Differential limiting amplifier

[mmzaj]

HI

i know that the circuit attached to this thread is a differential limiting amplifier , and the collector of Q2 acts as a current source , but other than that , i can't get my mind around it ! P1 is the input , P5 is the output , and Vcc is +12 connected to the 27 R .

could someone please walk me step by step on how to analyze (understand) this freakin Amp !

 

[negitron]

Let's see if we can help you work this out on your own. First of all, can you determine what the state of the circuit is at quiescence (that is, with no input signal)? I'm assuming you're familiar with basic transistor theory, here.

 

[mmzaj]

well , here is a detailed DC analysis :

5=I_{B_{1}}R_{3}+V_{BE}+(\beta_{1}+1)R_{5}(I_{B_{1}}+I_{B_{2}})

and

5=I_{B_{1}}R_{4}+V_{BE}+(\beta_{2}+1)R_{5}(I_{B_{1}}+I_{B_{2}})

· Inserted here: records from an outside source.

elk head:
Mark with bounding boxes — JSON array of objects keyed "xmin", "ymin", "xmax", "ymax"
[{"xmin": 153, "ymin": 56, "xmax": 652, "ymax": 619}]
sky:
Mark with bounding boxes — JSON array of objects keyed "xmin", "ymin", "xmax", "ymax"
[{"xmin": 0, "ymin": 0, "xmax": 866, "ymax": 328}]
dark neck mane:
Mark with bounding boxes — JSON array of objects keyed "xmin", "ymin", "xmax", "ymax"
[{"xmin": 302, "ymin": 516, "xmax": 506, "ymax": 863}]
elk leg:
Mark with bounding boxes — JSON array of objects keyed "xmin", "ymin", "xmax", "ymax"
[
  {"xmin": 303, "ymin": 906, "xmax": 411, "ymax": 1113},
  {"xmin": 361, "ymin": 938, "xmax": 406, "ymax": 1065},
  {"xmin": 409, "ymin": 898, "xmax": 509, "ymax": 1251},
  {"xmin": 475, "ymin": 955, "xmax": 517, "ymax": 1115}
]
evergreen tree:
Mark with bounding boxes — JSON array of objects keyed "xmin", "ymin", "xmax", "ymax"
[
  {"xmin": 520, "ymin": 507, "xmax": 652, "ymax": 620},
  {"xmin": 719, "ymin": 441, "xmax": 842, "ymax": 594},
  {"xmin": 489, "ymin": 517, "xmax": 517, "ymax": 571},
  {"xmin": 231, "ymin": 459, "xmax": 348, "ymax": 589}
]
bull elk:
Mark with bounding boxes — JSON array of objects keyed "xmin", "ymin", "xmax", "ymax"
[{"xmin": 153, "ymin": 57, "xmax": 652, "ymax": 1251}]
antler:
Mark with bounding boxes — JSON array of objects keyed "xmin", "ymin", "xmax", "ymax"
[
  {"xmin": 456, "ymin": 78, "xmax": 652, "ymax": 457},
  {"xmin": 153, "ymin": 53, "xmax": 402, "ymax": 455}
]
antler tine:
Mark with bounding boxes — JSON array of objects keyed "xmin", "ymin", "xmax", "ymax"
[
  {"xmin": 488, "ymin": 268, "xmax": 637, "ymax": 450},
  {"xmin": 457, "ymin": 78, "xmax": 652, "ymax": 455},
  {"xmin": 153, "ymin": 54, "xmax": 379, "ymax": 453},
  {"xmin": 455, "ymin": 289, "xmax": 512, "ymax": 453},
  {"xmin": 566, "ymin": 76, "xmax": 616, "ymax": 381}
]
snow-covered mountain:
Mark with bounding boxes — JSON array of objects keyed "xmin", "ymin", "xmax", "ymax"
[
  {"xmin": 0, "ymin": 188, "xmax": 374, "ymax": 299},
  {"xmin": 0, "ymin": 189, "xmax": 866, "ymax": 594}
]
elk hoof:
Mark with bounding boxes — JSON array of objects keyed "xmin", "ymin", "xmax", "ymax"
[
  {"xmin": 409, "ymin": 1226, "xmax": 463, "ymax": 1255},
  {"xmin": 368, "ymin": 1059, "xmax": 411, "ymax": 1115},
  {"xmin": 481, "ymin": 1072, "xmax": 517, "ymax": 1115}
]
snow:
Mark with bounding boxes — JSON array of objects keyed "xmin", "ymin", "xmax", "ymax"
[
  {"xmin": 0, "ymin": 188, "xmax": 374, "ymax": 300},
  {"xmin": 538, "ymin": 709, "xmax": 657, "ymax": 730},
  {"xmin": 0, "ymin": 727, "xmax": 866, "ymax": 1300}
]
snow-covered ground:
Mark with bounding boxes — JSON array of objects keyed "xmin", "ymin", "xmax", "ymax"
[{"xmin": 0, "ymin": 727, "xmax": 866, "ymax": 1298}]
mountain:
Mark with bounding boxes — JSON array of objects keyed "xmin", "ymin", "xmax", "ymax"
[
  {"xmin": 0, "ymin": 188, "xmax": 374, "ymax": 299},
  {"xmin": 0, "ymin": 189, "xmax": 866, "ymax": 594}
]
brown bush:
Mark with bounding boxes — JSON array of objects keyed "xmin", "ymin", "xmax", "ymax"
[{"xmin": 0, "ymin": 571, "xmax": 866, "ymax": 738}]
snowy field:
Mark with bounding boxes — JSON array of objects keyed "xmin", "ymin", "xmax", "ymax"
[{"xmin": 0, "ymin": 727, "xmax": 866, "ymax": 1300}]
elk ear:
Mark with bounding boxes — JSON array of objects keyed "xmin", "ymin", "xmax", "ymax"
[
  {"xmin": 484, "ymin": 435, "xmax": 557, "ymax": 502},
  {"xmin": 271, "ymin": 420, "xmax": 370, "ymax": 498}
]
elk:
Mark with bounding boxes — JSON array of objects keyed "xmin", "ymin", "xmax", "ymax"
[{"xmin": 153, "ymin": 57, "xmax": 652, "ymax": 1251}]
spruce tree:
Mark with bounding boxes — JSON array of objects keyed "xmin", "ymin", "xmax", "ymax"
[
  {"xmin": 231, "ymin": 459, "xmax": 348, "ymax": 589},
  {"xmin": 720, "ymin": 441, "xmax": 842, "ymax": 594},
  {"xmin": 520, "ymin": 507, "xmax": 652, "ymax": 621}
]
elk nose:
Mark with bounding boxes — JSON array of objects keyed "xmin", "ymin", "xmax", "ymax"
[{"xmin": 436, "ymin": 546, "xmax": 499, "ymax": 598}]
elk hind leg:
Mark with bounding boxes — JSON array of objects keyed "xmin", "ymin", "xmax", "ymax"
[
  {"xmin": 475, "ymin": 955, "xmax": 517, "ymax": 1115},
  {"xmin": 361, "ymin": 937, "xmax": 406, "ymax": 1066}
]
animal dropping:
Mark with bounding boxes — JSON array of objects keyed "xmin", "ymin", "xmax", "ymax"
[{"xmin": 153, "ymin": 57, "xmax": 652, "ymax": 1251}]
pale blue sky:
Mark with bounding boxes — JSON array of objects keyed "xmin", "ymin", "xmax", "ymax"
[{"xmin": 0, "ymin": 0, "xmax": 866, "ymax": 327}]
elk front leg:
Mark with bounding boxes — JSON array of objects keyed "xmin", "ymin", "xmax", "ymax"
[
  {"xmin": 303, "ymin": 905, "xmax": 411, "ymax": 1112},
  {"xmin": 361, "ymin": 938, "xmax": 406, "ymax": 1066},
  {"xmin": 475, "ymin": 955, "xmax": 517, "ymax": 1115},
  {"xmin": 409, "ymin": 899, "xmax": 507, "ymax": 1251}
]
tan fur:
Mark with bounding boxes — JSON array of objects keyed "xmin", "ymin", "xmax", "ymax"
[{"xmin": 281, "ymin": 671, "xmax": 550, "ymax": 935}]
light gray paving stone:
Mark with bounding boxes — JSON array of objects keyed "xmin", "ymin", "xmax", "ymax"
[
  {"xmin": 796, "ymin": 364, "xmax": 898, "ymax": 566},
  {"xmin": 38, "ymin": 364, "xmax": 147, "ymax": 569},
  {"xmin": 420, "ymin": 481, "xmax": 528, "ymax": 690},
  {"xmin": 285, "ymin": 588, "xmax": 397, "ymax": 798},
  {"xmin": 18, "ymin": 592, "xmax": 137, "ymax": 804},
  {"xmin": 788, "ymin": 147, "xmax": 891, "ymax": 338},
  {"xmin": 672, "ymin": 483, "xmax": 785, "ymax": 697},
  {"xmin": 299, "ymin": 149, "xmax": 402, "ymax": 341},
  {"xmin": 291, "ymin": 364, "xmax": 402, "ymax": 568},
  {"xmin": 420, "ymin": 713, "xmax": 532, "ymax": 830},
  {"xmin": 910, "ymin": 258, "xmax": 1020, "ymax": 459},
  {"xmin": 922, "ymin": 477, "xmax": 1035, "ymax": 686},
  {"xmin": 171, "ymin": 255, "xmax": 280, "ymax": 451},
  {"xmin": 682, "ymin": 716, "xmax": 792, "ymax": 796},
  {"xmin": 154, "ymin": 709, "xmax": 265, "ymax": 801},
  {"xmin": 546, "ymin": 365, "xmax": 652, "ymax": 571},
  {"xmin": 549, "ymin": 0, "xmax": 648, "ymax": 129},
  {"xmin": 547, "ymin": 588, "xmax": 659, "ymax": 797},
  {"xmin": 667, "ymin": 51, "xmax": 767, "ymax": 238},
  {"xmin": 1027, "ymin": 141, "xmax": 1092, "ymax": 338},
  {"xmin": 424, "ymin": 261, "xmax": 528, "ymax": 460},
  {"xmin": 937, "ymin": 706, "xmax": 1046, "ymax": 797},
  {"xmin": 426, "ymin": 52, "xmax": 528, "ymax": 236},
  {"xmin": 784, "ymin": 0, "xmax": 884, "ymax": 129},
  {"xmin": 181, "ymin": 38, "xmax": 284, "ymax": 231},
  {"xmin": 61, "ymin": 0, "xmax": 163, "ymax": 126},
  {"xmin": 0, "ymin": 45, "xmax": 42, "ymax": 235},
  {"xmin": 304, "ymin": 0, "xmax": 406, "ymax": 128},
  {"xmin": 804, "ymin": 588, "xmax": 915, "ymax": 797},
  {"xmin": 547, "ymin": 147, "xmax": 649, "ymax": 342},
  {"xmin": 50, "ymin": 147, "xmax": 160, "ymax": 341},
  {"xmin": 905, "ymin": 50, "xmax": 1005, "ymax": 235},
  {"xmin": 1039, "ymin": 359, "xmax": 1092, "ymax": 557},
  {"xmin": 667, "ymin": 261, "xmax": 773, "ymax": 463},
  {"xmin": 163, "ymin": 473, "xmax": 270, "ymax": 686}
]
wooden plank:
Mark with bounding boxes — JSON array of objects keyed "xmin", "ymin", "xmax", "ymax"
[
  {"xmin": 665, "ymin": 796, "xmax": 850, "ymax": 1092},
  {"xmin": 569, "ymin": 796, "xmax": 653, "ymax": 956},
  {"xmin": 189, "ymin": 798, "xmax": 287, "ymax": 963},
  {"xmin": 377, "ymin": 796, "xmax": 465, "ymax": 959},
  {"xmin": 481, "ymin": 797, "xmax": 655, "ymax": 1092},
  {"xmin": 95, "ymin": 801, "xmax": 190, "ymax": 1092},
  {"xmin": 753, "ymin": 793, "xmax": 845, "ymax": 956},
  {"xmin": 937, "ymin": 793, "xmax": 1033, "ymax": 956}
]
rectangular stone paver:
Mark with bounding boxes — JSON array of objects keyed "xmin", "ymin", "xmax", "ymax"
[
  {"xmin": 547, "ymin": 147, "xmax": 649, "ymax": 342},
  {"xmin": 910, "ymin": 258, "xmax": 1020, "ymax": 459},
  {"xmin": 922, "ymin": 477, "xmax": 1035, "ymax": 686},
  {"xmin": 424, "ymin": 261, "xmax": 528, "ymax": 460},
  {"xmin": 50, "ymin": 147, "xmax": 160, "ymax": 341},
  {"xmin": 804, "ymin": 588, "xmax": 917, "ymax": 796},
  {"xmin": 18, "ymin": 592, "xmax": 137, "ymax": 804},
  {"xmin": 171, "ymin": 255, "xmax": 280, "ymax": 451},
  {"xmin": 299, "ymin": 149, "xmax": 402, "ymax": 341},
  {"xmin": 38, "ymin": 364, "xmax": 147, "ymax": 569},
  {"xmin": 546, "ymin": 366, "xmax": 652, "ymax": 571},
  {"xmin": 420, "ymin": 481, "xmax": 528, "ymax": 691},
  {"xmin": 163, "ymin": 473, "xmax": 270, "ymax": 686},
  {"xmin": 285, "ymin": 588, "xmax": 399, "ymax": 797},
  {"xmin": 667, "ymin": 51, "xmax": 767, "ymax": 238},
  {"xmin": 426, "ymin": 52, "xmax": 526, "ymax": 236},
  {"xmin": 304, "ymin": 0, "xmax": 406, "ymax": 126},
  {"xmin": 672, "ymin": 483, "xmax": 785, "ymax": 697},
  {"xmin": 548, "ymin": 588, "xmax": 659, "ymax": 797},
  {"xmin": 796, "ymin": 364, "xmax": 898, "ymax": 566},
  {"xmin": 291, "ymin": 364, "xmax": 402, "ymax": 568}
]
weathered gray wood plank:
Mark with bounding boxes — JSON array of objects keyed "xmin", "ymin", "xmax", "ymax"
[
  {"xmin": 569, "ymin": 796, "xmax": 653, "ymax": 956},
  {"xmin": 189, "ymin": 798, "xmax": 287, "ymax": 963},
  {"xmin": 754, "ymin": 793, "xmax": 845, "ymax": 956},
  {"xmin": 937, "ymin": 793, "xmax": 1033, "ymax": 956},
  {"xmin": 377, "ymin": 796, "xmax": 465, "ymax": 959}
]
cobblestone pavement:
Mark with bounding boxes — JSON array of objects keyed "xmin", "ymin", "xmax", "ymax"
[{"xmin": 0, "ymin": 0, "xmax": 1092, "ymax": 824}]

but because R_{3}=R_{4}=:R obviously :

I_{B_{1}}=I_{B_{2}}=:I_{B}

(( and \beta_{1}=\beta_{2}=:\beta assuming Q1 , Q2 are matched ))

and

5-0.7=(R+2(\beta+1)R_{5})I_{B}

hence

I_{B}=\frac{4.3}{R+2(\beta+1)R_{5}}

applying KVL to the outer loop :

12=2\beta R_{2}I_{B}+V_{CE_{1}}+2(\beta+1)I_{B}R_{5}

12=2\beta R_{2}I_{B}+V_{CE_{2}}+ \beta I_{B} R_{6}+2(\beta+1)I_{B}R_{5}

we have I_{b} , and we can find V_{CE_{1}},V_{CE_{2}} , and the rest of Is and Vs .

 

[negitron]

Nicely done.

Now, what happens to the output when you apply a signal which gradually increases in, say, +0.5 V increments to P2? We'll bypass P1 for now, since we just want to observe what happens at various instantaneous input voltage levels.

(I'll be off to bed now, so take your time!)

 

[mmzaj]

sadly , i don't have a scanner in order to upload my work , so i have to post it using latex , and man , it's sooo painful !

anyways , i'am not sure i got it right here , i neglected the effect of the capacitors , and didn't switch to AC small signal analysis !

let V @ P2 be V_{i}

then V_{i}=V_{BE_{1}}+(\beta +1)R_{5}(I_{B_{1}}+I_{B_{2}})

5=I_{B_{2}}R_{4}+V_{BE_{2}}+(\beta_{2}+1)R_{5}(I_{B_{1}} +I_{B_{2}})

=>5=I_{B_{2}}R_{4}+V_{i}

but 5=I_{B_{1}}R_{3}+V_{i}

=> I_{B_{1}}=I_{B_{2}}=:I_{B}

now

V_{CE_{2}}=12-(2\beta R_{2}+\beta R_{6}+2(\beta +1)R_{5})I_{B} = 12-\frac{(2\beta R_{2}+\beta R_{6}+2(\beta +1)R_{5})(5-V_{i})}{R_{3}}

let \frac{2\beta R_{2}+\beta R_{6}+2(\beta +1)R_{5}}{R_{3}}=:X

V_{E}=2(\beta +1)R_{5}I_{B}=\frac{2(\beta +1)R_{5}(5-V_{i})}{R_{3}}

let \frac{2(\beta +1)R_{5}}{R_{3}}=:Y

V_{C_{2}}=V_{E}+V_{CE_{2}}=12+(Y-X)(5-V_{i})

i don't have the data sheet of the 2N3904 - yet!- in order to obtain \beta , but clearly X>Y ... =>

V_{o} =V_{C_{2}}=A+gV_{i} where A is a DC offset , and g is some sort of a gain !

bare with me friend , i'am a detailed person !

 

[Bob S]

However, you need to look at the bias arrangements to see the real picture.
Those 1K resistors are very small and will hold the transistors deeply in saturation.

So, the small signal analysis doesn't really apply. This is a large signal circuit and will tend to poduce square wave output.

Not quite true. Both bases are approx the same voltage (but there should be a pot to balance small offsets). The voltage across R5 (820 ohms) is about 4.3 volts, so current is about 5.2 mA. This current is split between the two transistors equally. The voltage across R2 (27 ohms) is about 0.14 volts, and across R6 (820 ohms) is about 2.15 volts. So Q2 and by inference Q1 are both in the middle of their linear range. Good small signal amplifier.

 

[vk6kro]

Yes, sorry. I missed the 5V supply for the 1 Ks.